While these laws provide important privacy protections within their respective sectors, they do not provide comprehensive protection for Social Security numbers.33 For example, disclosure of a consumer's name, address, and Social Security number may be restricted under GLBA when the source of the information is a financial institution,34 but in many cases the same information can be purchased on the Internet from a non-financial institution. The problem of how to strengthen or expand existing protections in ways that would not interfere with the beneficial uses of Social Security numbers is challenging.

Although the Commission has extensive experience with identity theft and the consumer credit reporting system, restrictions on disclosure of Social Security numbers could have a broad impact on areas where the Commission does not have expertise. These areas include public health, criminal law enforcement, and anti- terrorism efforts. Morever, efforts to restrict disclosure of Social Security numbers are complicated by the fact that among the primary sources of Social Security numbers are the public records on file with many courts and clerks in cities and counties across the nation. Regulation or restriction of Social Security numbers in public records thus poses substantial policy and practical concerns.

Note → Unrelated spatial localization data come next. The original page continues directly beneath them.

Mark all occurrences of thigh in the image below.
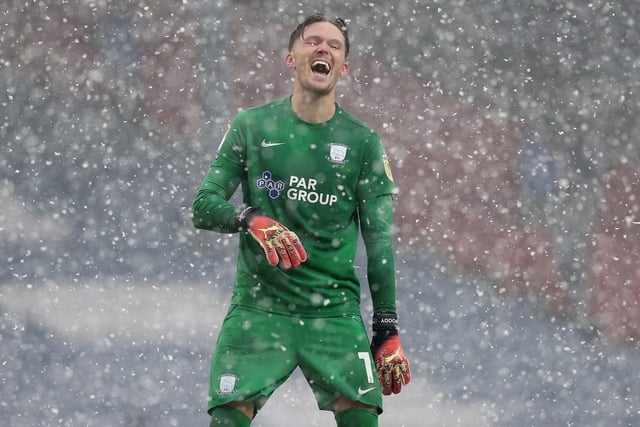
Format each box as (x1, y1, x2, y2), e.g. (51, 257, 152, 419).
(296, 315, 383, 412)
(208, 306, 297, 413)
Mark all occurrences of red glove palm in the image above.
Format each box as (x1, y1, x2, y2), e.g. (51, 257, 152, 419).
(246, 214, 307, 269)
(373, 335, 411, 395)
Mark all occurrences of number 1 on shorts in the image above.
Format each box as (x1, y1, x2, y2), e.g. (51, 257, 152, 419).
(358, 351, 374, 383)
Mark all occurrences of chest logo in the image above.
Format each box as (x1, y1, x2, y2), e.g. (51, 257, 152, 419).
(261, 139, 286, 148)
(327, 143, 349, 164)
(255, 171, 338, 206)
(256, 171, 286, 199)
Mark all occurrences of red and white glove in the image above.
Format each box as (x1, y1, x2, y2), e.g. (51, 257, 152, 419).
(238, 207, 307, 269)
(371, 312, 411, 395)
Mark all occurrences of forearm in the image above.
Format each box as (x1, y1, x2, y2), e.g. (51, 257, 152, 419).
(359, 194, 397, 313)
(365, 233, 396, 312)
(363, 195, 410, 395)
(192, 190, 240, 233)
(192, 164, 243, 233)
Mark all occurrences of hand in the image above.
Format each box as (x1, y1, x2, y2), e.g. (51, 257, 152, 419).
(245, 212, 307, 269)
(371, 312, 411, 395)
(372, 335, 411, 395)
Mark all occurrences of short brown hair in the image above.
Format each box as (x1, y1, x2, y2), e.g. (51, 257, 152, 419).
(288, 14, 350, 58)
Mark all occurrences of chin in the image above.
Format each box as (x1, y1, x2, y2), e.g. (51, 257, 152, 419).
(308, 81, 337, 95)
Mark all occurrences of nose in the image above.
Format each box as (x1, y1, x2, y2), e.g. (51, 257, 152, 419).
(315, 40, 331, 53)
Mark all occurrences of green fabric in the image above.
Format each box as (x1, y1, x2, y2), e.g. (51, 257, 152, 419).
(207, 306, 383, 414)
(193, 96, 397, 316)
(209, 405, 251, 427)
(359, 194, 397, 313)
(335, 407, 379, 427)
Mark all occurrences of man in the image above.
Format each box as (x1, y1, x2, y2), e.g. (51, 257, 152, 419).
(192, 14, 410, 427)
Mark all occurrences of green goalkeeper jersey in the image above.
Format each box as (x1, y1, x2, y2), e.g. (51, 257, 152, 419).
(194, 97, 397, 317)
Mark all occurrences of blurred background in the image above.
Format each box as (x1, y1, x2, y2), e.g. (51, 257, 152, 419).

Ultimately, what is required is to distinguish between legitimate and illegitimate collection, uses, and transfers of Social Security numbers. The Commission would appreciate the opportunity to work with Congress to further evaluate the costs and benefits to consumers and the economy of regulating the collection, transfer, and use of Social Security numbers.

CONCLUSION

New information systems have brought benefits to consumers and businesses alike. Never before has information been so portable, accessible, and flexible. Indeed, sensitive personal financial information has become the new currency of today's high tech payment systems. But with these advances come new risks, and identity thieves and other bad actors have begun to take advantage of new technologies for their own purposes. As the recent focus on information security has demonstrated, Americans take their privacy seriously, and we must ensure that the many benefits of the modern information age are not diminished by these threats to consumers' security. The Commission is committed to ensuring the continued security of consumers' personal information and looks forward to working with you to protect consumers.